More on the Importance of Trademark Searching
Trademark clearance is a critical step in the trademark process. We cannot emphasize strongly enough the importance of searching a proposed mark prior to filing a trademark application with the United States Patent & Trademark Office ("USPTO") or with Trademark Offices around the world. There are different types of trademark searches, such as a preliminary search, a knockout search, a full U.S. search, and international searches in individual countries or in groups of countries. This page will discuss trademark searching as it relates to clearing a mark for use and filing in the United States.

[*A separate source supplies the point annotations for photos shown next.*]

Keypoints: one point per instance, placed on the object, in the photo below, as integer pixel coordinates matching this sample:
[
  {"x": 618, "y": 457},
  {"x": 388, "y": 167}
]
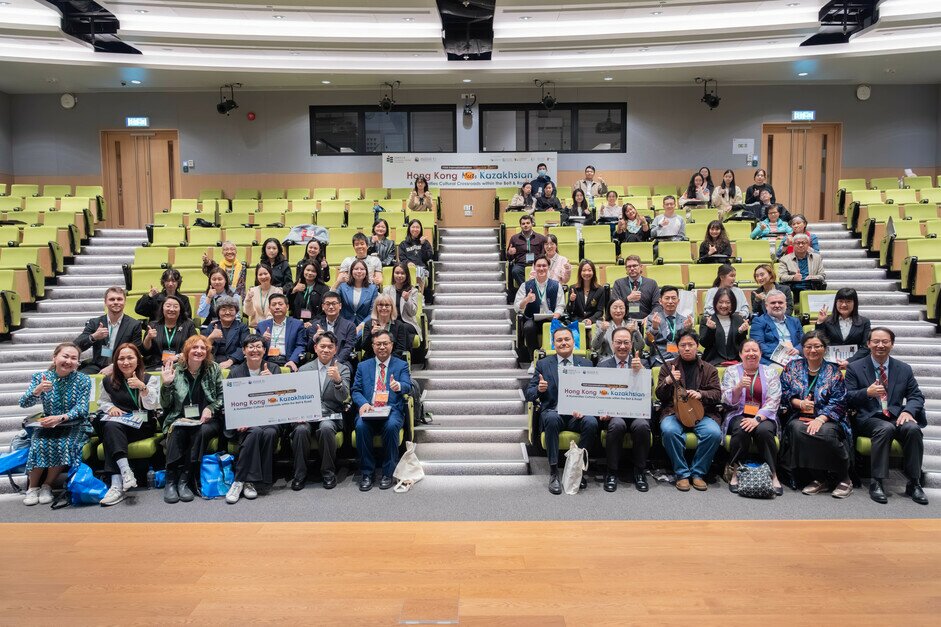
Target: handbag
[
  {"x": 409, "y": 470},
  {"x": 215, "y": 475},
  {"x": 754, "y": 481},
  {"x": 576, "y": 462}
]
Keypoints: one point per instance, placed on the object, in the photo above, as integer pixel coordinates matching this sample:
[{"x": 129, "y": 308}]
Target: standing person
[
  {"x": 701, "y": 380},
  {"x": 56, "y": 444},
  {"x": 334, "y": 393},
  {"x": 382, "y": 381},
  {"x": 191, "y": 389},
  {"x": 104, "y": 333},
  {"x": 618, "y": 427},
  {"x": 544, "y": 388},
  {"x": 127, "y": 390},
  {"x": 889, "y": 406}
]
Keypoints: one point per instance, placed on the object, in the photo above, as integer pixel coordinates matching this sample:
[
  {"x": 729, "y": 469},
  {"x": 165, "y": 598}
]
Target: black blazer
[
  {"x": 717, "y": 346},
  {"x": 903, "y": 391},
  {"x": 130, "y": 330},
  {"x": 592, "y": 307},
  {"x": 858, "y": 335}
]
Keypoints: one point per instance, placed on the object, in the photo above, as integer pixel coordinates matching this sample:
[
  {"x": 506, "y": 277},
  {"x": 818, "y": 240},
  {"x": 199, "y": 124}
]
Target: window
[
  {"x": 594, "y": 127},
  {"x": 364, "y": 130}
]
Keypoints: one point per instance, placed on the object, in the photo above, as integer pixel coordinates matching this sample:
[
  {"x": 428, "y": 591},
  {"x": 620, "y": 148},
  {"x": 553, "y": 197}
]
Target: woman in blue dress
[{"x": 56, "y": 442}]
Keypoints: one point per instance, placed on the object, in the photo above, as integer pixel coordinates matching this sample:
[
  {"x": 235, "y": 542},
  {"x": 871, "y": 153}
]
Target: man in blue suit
[
  {"x": 889, "y": 406},
  {"x": 285, "y": 337},
  {"x": 544, "y": 387},
  {"x": 775, "y": 328},
  {"x": 382, "y": 381}
]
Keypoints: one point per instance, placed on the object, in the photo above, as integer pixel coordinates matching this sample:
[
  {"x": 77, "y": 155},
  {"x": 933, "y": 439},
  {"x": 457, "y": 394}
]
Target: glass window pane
[
  {"x": 386, "y": 132},
  {"x": 335, "y": 132},
  {"x": 550, "y": 130},
  {"x": 599, "y": 129},
  {"x": 432, "y": 131}
]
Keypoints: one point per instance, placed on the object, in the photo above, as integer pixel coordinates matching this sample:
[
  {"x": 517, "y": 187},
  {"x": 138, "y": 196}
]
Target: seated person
[
  {"x": 752, "y": 393},
  {"x": 724, "y": 330},
  {"x": 255, "y": 461},
  {"x": 150, "y": 303},
  {"x": 664, "y": 325},
  {"x": 334, "y": 393},
  {"x": 776, "y": 329},
  {"x": 803, "y": 268},
  {"x": 373, "y": 264},
  {"x": 226, "y": 334},
  {"x": 625, "y": 357},
  {"x": 104, "y": 333},
  {"x": 522, "y": 250},
  {"x": 889, "y": 406},
  {"x": 544, "y": 388},
  {"x": 701, "y": 380},
  {"x": 381, "y": 381},
  {"x": 639, "y": 293},
  {"x": 540, "y": 295},
  {"x": 285, "y": 337},
  {"x": 817, "y": 437}
]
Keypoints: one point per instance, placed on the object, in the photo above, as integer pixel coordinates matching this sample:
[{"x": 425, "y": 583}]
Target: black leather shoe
[
  {"x": 913, "y": 489},
  {"x": 877, "y": 493}
]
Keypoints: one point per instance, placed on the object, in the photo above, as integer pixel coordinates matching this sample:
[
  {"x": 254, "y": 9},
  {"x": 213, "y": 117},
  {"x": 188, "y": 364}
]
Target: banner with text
[
  {"x": 271, "y": 399},
  {"x": 465, "y": 170},
  {"x": 605, "y": 392}
]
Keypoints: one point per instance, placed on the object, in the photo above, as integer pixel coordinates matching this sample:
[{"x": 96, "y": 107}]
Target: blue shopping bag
[{"x": 216, "y": 475}]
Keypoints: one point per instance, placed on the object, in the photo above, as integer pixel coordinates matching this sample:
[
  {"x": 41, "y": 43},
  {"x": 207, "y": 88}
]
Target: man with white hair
[{"x": 803, "y": 268}]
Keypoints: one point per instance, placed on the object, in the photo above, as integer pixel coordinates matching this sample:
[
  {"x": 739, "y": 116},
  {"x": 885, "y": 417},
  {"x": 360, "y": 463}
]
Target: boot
[{"x": 170, "y": 493}]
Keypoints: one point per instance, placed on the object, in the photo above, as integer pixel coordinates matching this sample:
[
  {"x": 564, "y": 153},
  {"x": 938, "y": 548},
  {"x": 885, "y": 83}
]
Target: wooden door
[
  {"x": 803, "y": 165},
  {"x": 140, "y": 173}
]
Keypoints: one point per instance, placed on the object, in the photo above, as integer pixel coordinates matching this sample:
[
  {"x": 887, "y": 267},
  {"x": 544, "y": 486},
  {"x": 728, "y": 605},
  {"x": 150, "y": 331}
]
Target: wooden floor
[{"x": 499, "y": 573}]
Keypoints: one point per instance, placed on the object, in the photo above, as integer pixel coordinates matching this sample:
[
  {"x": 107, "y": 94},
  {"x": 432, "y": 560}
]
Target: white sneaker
[
  {"x": 232, "y": 496},
  {"x": 112, "y": 497},
  {"x": 130, "y": 481},
  {"x": 45, "y": 495},
  {"x": 32, "y": 496}
]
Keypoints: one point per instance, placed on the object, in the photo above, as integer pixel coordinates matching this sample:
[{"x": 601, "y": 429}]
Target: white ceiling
[{"x": 190, "y": 45}]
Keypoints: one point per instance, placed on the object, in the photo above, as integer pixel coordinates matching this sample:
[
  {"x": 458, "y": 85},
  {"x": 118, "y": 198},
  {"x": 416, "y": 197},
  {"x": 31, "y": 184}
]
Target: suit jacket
[
  {"x": 903, "y": 392},
  {"x": 295, "y": 337},
  {"x": 858, "y": 335},
  {"x": 649, "y": 295},
  {"x": 764, "y": 331},
  {"x": 548, "y": 367},
  {"x": 129, "y": 330},
  {"x": 333, "y": 396},
  {"x": 364, "y": 384}
]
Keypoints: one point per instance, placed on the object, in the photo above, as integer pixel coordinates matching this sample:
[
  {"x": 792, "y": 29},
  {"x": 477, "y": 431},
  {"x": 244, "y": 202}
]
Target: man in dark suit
[
  {"x": 617, "y": 427},
  {"x": 775, "y": 328},
  {"x": 103, "y": 334},
  {"x": 334, "y": 393},
  {"x": 382, "y": 381},
  {"x": 889, "y": 406},
  {"x": 343, "y": 329},
  {"x": 544, "y": 387},
  {"x": 285, "y": 337},
  {"x": 638, "y": 293}
]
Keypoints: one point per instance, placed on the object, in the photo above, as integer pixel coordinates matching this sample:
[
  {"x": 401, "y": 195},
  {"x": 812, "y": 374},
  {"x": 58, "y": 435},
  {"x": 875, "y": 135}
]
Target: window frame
[
  {"x": 362, "y": 110},
  {"x": 573, "y": 109}
]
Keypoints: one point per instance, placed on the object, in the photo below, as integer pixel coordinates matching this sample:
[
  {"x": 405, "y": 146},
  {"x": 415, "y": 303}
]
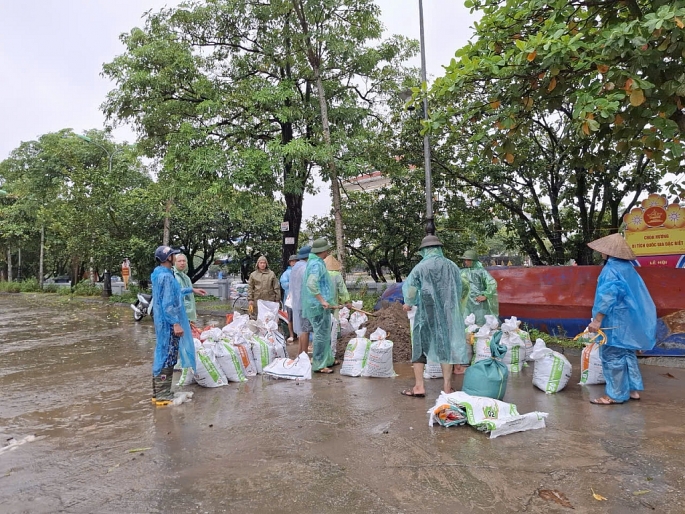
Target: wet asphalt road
[{"x": 77, "y": 375}]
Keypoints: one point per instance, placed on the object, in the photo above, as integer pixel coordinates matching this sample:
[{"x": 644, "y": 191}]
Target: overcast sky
[{"x": 52, "y": 52}]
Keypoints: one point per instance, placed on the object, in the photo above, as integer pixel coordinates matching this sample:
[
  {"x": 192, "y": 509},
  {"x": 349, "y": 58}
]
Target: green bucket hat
[
  {"x": 470, "y": 255},
  {"x": 320, "y": 245}
]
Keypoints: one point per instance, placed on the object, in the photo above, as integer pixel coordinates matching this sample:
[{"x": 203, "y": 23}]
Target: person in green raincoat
[
  {"x": 482, "y": 298},
  {"x": 434, "y": 287},
  {"x": 317, "y": 299},
  {"x": 187, "y": 289}
]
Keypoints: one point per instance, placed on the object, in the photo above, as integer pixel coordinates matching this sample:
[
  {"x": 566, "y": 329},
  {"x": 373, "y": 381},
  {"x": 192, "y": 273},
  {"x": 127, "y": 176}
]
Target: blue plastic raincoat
[
  {"x": 285, "y": 281},
  {"x": 318, "y": 281},
  {"x": 630, "y": 319},
  {"x": 296, "y": 279},
  {"x": 169, "y": 310},
  {"x": 481, "y": 283},
  {"x": 434, "y": 286}
]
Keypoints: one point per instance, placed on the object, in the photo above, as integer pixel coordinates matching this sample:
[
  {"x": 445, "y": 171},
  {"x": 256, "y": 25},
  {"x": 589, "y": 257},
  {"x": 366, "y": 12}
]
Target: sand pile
[{"x": 394, "y": 321}]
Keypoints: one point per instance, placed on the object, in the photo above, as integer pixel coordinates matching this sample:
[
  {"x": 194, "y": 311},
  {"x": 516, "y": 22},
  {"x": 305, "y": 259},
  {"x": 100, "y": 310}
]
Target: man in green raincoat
[
  {"x": 482, "y": 297},
  {"x": 317, "y": 300},
  {"x": 434, "y": 287}
]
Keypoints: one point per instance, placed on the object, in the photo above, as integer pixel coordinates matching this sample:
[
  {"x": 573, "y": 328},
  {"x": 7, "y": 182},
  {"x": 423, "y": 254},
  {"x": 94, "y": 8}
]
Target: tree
[
  {"x": 225, "y": 84},
  {"x": 561, "y": 114}
]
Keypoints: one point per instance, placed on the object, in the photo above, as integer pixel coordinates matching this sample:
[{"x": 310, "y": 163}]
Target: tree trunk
[
  {"x": 166, "y": 236},
  {"x": 293, "y": 202},
  {"x": 9, "y": 264},
  {"x": 41, "y": 261},
  {"x": 315, "y": 62}
]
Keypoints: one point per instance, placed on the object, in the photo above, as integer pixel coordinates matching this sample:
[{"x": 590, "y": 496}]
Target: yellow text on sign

The first search that should be conducted is a preliminary search. This type of search can provide feedback that is useful in aiding in the decision as to whether or not to conduct a full U.S. search. A preliminary search can be conducted by the mark owner or by trademark counsel. The objective of a preliminary search is to discover marks that would immediately present an obstacle to registration at the USPTO or place the mark owner at risk of being sued for infringement. This type of a search can assist you in avoiding the cost of a full U.S. search. The costs associated with a full U.S. search will depend on whether the mark to be searched is a word mark or a design mark. Design clearance searches tend to cost more than word mark searches and are very difficult to search on a preliminary basis.
Do not be surprised if you find that the mark you are interested in adopting is currently in use by a third party or already registered at the USPTO. Entrepreneurs are savvy and understand the value of protecting their intellectual property. As a result, trademark filings are on the rise at the USPTO. It can take weeks or months to select, clear and adopt a trademark. We counsel our clients to be patient and to conduct the proper searching at the early stages of building the business.
Keep in mind, you are not seeking simply to find identical marks for related goods or services, as you may be if you were conducting a "knockout search". A preliminary search is looking for marks that would cause a likelihood of confusion in the marketplace. To determine if a likelihood of confusion would occur, multiple factors are considered. See our webpage entitled, Likelihood of Confusion Refusals - 2(d) Refusals, to review the thirteen factors relevant to this determination. Typically, the two most critical factors are similarities between the trademarks and the relatedness between the goods and/or services.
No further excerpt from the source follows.